Maybe it's due to the ignorance of people like me comparing pfSense against Big Name Firewalls.
Netgate could improve the messaging about what it means to have an "open source" firewall and how support for third-party packages works.

With Zabbix, one could think, "The Zabbix project is still maintained and is releasing new versions," and not be aware that

• a) Zabbix is not releasing FreeBSD versions,
• b) Even if there is a plain FreeBSD version, it's likely not compatible, and
• c) There's no active maintainer of Zabbix for pfSense.

These issues are not immediately apparent when starting out with pfSense.

The numerous Redmin and forum posts go unanswered, and Netgate staff put a target version on Redmine's request, which can reasonably be interpreted as an agreement and commitment by Netgate. I've never seen Netgate staff pushing back on Zabbix and explaining that Netgate does not maintain the package and that if someone else builds a pfSense-compatible version, they can submit it for inclusion.

Regarding paying support to help drive pfSense development, I think that issue is irrelevant with the current paid support options as both CE and Plus have almost the same packages. There is no express or implied statement that purchasing support will affect package development whatsoever. I could purchase $10,000 of support and still not get Zabbix 7.0 anytime soon. There's a Bounty forum, but I haven't seen it widely promoted as a means to get the community to maintain packages.

I'm not trying to trash Netgate or anyone who works on pfSense. I genuinely appreciate their hard work and love using pfSense at home and work.
I'm trying to help move forward with ways to improve it from a business/commercial perspective. All the effort to deliver MiM is great, and better package support would make pfSense even better! Perhaps Plus could get more regular package updates and support compared to CE, either on its own or by requiring TAC Lite or a "Packages Only" subscription. This would be similar to how Plus gets the VPN export package, but CE doesn't.

andrew_cb

I spent some time yesterday learning how to build from ports, and I was able to create Zabbix 7.0.6 proxy and agent binaries using a fully updated FreeBSD 14.2 VM. I didn't use Poudriere jails or anything, just ran

cd /usr/ports/net-mgmt/zabbix7-server/ && make

I copied the binaries to a pfSense 24.11 box for testing and so far they work perfectly.
This is not a proper build and testing process, but it's a good indication that Zabbix 7.0 should work fine on pfSense 24.11.

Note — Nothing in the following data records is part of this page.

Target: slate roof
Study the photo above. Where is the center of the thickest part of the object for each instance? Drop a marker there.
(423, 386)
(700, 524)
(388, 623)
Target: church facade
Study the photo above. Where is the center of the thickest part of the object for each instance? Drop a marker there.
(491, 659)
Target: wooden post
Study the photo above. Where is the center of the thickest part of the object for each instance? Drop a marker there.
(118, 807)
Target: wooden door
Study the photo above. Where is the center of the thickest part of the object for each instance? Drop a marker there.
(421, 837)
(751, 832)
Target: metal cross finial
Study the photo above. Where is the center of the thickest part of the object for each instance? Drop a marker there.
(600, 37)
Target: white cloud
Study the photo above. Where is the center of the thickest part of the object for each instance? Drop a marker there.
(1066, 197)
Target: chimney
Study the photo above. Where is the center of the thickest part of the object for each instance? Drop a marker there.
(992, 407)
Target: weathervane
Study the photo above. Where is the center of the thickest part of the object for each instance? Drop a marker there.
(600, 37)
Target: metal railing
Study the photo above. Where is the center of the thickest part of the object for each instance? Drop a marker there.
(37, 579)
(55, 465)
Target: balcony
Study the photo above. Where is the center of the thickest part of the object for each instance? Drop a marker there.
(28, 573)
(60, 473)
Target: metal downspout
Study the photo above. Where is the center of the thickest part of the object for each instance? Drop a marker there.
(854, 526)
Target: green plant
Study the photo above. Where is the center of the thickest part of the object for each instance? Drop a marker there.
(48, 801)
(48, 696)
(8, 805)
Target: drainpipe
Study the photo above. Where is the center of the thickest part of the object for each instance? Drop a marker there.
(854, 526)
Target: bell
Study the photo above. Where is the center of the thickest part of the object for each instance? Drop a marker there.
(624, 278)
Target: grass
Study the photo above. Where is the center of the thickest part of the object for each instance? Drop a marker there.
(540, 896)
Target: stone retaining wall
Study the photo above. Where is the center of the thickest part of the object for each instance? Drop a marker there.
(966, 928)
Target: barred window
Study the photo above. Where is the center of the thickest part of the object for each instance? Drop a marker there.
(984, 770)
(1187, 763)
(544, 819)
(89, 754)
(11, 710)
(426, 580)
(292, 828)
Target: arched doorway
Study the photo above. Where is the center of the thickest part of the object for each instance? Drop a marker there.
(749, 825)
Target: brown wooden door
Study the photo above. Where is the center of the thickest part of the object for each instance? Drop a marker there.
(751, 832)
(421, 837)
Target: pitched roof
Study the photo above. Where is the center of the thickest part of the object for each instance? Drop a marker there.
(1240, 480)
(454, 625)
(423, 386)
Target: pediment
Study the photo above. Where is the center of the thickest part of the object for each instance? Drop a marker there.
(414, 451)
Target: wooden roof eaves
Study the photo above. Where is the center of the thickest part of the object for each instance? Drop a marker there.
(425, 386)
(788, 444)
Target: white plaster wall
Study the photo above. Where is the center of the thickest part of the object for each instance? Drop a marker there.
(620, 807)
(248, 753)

I'm not a developer and don't have a Github repo, so I guess this doesn't help anyone unless I setup an account and submit a PR for my binaries to be included?

Also, is there a guide of what the statuses mean on Redmine? The Zabbix 7.0 package request is "Confirmed", "In Progress", and target is 25.01. Does this mean that Zabbix 7.0 will NEVER be released for 24.03 or 24.11? Is Netgate staff working on the packages to include with 25.01, or is it waiting on someone in the community to submit it?

If 24.11 is the currently supported version of pfSense, and assuming the Zabbix package doesn't require modifications to pfSense, then it should be possible for an official package to be released for 24.11, right? As far as I can tell, it can 7.0 behaves exactly the same as 6.4.

I think my test port uses different default paths for the config, log, and pid files than pfSense does, but the log and pid paths can be set in the config file, and the the config file path is given as a parameter to the binary. Or someone with more knowledge than me could just set those correctly in the build.